Besides, a Toughbook with VLC can store and display a lot of porn......in theory.


----------



## Diamondback 2/2 (Oct 15, 2010)

They would be better off giving Joe a mil grade iPhone with a nylon sleeve worn on the wristor just in his pocket/pouch... You could run all kinds of shit off of iPhons, hell Falcon view, GPS, real time texting, calling and the ability to get on the net to use other programs. Have apps for SITREP/SPOT, 9 line, UXO/IED reports and documenting/logging evidence or site exploit.... Fucking endless uses and it's already on the market.....But nope not for the Army, we need something 20 time larger in size that we wear in a back back with 20 lbs of batt's and wire and shit...

How fucking cools would be to have an app for CAS, with drop/drag menu?


----------



## Dame (Oct 15, 2010)

Yeah, OK, fine. You guys are just ruining all my fun.  You all go buy iPhones and I'LL take one of these.
(I wonder if I can bedazzle it?)   Bahahahaha!


----------



## Diamondback 2/2 (Oct 15, 2010)

OMG!!! BEDAZZLE!!!! <------- Said in high pitched gay boy voice... 


I was just pointing out that some of the stuff that comes out in the military as the new tactacool gear is normally about 20 steps behind what most 15 year olds are using to text with at high school. :doh:


----------



## Dame (Oct 15, 2010)

Yeah, I know.  But this one is like bendy and everything.  Won't break if you drop it.
But I love the high pitched gay boy voice.  I think the frequency is curing my headache. ;)


----------



## TheSiatonist (Oct 16, 2010)

Next thing ya know, they'll want a USB port on it. Then a 5Gb RAM and a 900 Gb HDD. Then a 10 megapixel camera with 20X zoom. Then touchscreen. Then video conferencing. Then built-in VHF/UHF radios.
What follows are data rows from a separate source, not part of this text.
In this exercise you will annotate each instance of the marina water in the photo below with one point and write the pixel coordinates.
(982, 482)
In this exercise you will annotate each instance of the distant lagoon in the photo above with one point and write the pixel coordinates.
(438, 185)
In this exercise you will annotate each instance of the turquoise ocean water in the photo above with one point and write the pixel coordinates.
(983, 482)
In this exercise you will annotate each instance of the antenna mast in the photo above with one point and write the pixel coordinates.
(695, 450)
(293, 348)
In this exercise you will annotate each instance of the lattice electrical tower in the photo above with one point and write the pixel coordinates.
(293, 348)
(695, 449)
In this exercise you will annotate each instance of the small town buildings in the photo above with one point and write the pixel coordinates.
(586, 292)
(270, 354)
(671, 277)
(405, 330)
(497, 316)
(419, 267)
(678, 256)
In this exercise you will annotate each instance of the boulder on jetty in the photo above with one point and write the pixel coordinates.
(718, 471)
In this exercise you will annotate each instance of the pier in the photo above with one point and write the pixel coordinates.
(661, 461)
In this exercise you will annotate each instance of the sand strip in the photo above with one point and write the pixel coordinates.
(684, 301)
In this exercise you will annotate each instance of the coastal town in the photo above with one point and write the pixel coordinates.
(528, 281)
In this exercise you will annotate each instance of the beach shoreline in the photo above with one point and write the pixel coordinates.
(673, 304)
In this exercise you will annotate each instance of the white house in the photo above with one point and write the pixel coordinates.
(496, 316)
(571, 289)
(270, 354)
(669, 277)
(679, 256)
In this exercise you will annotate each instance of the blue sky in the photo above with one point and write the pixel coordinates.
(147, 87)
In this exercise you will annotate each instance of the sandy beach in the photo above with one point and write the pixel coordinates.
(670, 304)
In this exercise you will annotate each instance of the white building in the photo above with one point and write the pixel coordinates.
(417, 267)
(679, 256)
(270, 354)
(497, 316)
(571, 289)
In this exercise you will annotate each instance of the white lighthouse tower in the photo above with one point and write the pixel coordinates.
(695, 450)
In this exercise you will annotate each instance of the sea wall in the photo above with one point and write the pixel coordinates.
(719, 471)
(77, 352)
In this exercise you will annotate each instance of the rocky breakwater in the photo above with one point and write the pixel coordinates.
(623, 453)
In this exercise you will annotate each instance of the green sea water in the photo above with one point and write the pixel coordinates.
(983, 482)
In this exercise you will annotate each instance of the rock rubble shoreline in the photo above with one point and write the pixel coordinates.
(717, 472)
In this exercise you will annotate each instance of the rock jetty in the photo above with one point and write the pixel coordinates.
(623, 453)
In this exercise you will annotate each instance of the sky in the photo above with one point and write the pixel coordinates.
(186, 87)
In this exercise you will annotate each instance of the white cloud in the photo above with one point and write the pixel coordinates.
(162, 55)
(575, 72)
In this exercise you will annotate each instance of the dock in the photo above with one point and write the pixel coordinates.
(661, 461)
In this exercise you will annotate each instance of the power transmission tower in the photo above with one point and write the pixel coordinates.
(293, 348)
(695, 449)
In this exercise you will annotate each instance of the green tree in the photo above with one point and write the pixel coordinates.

Then biometric scanner. Then Google Earth. Then access to Shadow Spear. Then mini hydraulics. A solar panel. Built-in sat phone. Frequency jammers. Ice cream. Some soap and toothpaste.

Fuck, the possibilities are endless...


----------



## ShockWave (Oct 16, 2010)

I like the point made about having Iphones do all of this crazy and cool stuff. My question about this idea is: If the army was to develop apps for IED reports or whatever, would it be something that would send it automatically to higher-ups or a command center or something? If so, what would keep young stupid people(such as me) from downloading the app and sending in fake ones all the time just to mess with the government?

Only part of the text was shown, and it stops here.